Inflation, the Fed, and More New Lows in the Indexes
Yesterday, after yet another shocking CPI number last Friday, the Federal Reserve made a historic decision to raise interest rates by 75 bps. In the time frame between when the CPI data came out last Friday morning, and when the Federal Reserve announced their June decisions, the indexes careened to new lows on the year as heavy sentiment took hold.
Fed days can always be volatile, and that is especially the case in this market environment. In yesterday’s case, once the highly anticipated Fed decision finally came out, it, combined with the high put/call, sparked a bit of a relief rally. This relief rally was the shot that the indexes had at trading higher. Because of the large amount of shorts in this market, any kind of catalyst could send it sparking higher. Except for the fact that…we did have a catalyst…and it barely caused a blip.
By today, the indexes had gapped lower, yet again. In all reality, the real move, as it relates to the Fed, isn’t the day of – it’s the day afterward. That day was today. Today, the S&P was down over -3%. The Nasdaq was down over -3.5%, and is back at the fall of 2020 levels. The Dow fell below 30,000 and wiped out gains made since January of 2021. The move today demonstrates that a one-day, Fed-related relief rally is not going to save this market.
So, what is a trader or investor to do? I stopped by The Exchange on CNBC with Kelly Evans to discuss.
Putting Money to Work?
I was asked the question I get so frequently, which is, “Is there anything you can buy here?”
Right now, I don’t see anything worth buying, unless it’s an inverse ETF in one of the relative weakness areas of the market, including the Nasdaq, ARKK, the semiconductors, or housing. Market internals remain incredibly weak (we saw a new low on the $tick this morning, as the reading hit -1865, otherwise known as very significant selling), volume keeps flowing lower and all stocks and sectors continue to fall.
Check out our segment below:
With the Nasdaq still leading the declines, @traderDanielle explains why she thinks the tech-heavy index could make a round trip all the way back to February 2020 levels, and has some names that she's shorting or trading in the near-term to weather the sell-off. $SARK$SQQQpic.twitter.com/BKHaMnm973
Normally, you can find me joining Kelly weekly on CNBC!

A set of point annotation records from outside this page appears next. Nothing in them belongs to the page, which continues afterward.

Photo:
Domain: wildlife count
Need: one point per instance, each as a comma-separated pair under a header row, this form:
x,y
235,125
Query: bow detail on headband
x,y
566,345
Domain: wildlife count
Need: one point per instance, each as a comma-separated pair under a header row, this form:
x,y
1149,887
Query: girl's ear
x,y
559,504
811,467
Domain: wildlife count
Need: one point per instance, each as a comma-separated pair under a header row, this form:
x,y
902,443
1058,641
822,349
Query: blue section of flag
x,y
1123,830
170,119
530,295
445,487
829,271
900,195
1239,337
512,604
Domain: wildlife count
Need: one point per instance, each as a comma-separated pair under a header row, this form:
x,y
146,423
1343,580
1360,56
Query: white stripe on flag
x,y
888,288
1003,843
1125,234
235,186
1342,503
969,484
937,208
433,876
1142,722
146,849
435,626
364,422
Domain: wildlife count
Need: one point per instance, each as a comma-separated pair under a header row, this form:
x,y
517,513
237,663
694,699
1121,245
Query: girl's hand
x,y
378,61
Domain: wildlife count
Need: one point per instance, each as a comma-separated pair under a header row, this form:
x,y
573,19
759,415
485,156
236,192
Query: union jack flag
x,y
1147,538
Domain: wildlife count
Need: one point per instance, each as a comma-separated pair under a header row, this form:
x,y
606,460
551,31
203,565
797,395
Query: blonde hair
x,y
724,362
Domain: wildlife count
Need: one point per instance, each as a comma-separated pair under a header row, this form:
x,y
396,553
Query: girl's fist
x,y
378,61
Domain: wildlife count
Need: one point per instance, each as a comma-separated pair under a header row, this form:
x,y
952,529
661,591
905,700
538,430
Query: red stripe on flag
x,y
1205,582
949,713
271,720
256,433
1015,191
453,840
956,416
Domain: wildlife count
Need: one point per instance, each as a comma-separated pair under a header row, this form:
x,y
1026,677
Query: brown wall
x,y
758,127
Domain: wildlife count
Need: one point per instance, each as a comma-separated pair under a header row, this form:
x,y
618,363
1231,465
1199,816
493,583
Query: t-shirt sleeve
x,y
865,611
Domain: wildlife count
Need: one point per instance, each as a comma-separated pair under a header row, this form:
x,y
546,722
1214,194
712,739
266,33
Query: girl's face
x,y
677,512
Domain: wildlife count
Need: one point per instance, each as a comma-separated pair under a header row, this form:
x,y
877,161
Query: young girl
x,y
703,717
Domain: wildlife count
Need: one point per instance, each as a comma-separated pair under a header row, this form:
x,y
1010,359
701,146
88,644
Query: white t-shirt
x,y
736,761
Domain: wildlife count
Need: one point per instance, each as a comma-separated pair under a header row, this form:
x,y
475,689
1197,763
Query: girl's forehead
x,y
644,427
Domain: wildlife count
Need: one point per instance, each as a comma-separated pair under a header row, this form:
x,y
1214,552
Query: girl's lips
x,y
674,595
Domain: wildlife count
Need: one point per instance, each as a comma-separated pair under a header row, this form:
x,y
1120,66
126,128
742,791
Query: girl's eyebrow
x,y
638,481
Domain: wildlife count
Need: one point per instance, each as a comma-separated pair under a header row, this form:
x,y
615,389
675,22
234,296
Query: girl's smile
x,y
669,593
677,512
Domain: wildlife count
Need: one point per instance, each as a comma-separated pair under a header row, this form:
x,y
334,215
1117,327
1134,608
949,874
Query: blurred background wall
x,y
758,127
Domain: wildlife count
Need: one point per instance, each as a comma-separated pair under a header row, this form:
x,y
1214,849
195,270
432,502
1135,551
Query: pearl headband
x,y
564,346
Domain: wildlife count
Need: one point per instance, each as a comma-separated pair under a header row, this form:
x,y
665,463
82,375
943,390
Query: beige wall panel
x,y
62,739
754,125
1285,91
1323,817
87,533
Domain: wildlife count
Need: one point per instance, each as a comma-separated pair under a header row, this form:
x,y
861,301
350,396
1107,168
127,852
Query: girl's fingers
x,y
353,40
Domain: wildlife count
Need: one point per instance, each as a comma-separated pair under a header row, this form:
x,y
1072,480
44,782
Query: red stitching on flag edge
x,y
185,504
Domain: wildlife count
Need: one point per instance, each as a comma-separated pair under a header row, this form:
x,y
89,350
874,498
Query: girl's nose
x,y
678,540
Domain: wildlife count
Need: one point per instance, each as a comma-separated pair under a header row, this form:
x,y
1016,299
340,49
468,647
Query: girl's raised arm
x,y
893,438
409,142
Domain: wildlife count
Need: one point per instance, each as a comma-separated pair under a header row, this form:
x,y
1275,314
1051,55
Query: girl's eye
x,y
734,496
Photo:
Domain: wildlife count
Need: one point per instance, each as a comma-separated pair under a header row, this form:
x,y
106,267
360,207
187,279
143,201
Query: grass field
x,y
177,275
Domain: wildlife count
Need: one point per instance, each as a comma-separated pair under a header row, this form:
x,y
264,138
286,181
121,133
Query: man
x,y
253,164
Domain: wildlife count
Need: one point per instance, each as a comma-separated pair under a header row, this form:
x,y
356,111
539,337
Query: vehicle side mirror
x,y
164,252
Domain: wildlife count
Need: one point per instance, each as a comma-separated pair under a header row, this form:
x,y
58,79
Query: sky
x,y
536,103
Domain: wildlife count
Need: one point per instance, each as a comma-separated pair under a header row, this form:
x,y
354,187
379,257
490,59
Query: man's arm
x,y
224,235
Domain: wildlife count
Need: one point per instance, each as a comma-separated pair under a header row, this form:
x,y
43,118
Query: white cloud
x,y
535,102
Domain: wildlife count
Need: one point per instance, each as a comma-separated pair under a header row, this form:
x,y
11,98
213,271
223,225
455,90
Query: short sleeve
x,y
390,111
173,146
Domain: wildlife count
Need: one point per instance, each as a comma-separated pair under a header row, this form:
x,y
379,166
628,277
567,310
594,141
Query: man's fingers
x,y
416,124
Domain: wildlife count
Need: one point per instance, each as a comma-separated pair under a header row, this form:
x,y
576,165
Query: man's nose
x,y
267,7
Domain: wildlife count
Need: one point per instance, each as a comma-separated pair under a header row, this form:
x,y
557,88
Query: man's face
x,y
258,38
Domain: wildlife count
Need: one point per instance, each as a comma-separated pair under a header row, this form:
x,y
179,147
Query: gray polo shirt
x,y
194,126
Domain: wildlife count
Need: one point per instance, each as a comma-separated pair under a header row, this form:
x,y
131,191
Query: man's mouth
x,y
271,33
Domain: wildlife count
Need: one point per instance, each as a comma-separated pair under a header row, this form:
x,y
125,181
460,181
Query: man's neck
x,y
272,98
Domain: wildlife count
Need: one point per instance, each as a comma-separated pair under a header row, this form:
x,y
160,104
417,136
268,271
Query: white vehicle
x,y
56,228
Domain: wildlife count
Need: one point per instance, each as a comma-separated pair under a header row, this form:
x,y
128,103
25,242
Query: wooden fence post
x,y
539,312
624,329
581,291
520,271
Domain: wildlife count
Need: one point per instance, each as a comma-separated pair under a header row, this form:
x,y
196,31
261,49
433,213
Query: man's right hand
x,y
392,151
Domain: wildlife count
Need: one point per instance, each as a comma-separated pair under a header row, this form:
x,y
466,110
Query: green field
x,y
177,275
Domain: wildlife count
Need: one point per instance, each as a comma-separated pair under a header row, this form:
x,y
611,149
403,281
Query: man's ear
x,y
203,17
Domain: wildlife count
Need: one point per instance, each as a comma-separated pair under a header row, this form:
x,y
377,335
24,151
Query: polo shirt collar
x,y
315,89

Let’s talk more about inverse ETFs, and why they are an interesting area of focus right now.
Inverse ETF Focus:
I like inverse ETFs because they allow traders to add long positions to their accounts without having to get involved in shorting stocks or adding more complicated hedging positions.
The primary inverse ETFs I’m eyeing could either be used as a trade, or to protect your long-term portfolio. I’ve been in and out of these this year, depending on price action. Right now, I’m eyeing additional entries, particularly if a short squeeze arises.
SARK – Technical Chart Setup
One inverse ETF I like is the Tuttle Capital Short Innovation ETF (SARK). This is the inverse ETF that does the opposite of how Cathie Wood’s ARK Innovation ETF (ARKK) performs. This innovation ETF is one of the weakest areas of the market currently, and the majority of the top stocks in this space are continuing to careen lower. I’m going to continue shorting ARKK to a $32 price target (it’s currently sitting at $36.98, as of this writing) and on the inverse ETF SARK, I am targeting $80-90. Yes, it’s already up 5.72% today but I still think there is more upside, as it closed at $70.66. Obviously, it would be better to buy in on a down day, such as around $60-65.
SQQQ Technical Setup
As the Nasdaq is the weakest of the indexes currently, when trading one of the indexes to the downside, I like to focus on the Nasdaq. Conversely, instead of shorting the QQQs, traders can take on long positions in an inverse Nasdaq ETF, such as the Proshares Trust UltraPro Short QQQ (SQQQ,). I am targeting $70-75.
Of course, there are short opportunities in this bear market. But, as we are directly on lows, it’s not a great spot to get in. If and when we see some kind of pop higher, I will be happy to add some short positions.
The primary short setups that I’m eyeing are tickers that we can trade pre-earnings because they have tanked on earnings the past few quarters. We are entering the Hot Zone, and now I’m calling it the Danger Zone, because it’s the timeframe pre-earnings in which tickers have pre-earnings momentum moves. Previously, they would be to the upside, but now…tickers instead are falling.
These pre-earnings moves occur because of the hype and sentiment surrounding the companies on earnings. Either investors look upon earnings as a potential, bullish catalyst, and buy into the company’s pre-earnings in anticipation of a great report, or…you guessed it, they bail, trying to escape prior to an overnight crash. Which do you think is more likely this quarter?
I’m sticking with the short side.
Entering the Danger Zone
Netflix (NFLX) is the first one on my list. This one is absolutely a short in my humble opinion. And, it’s entering the DZ tomorrow!
I am planning on shorting it, and target $150. Ideally, I can get a bounce to do it on!
How is your trading going? Are you focusing on the short side, are you flat or waiting to trade a short squeeze higher? What about buying stocks at these lows?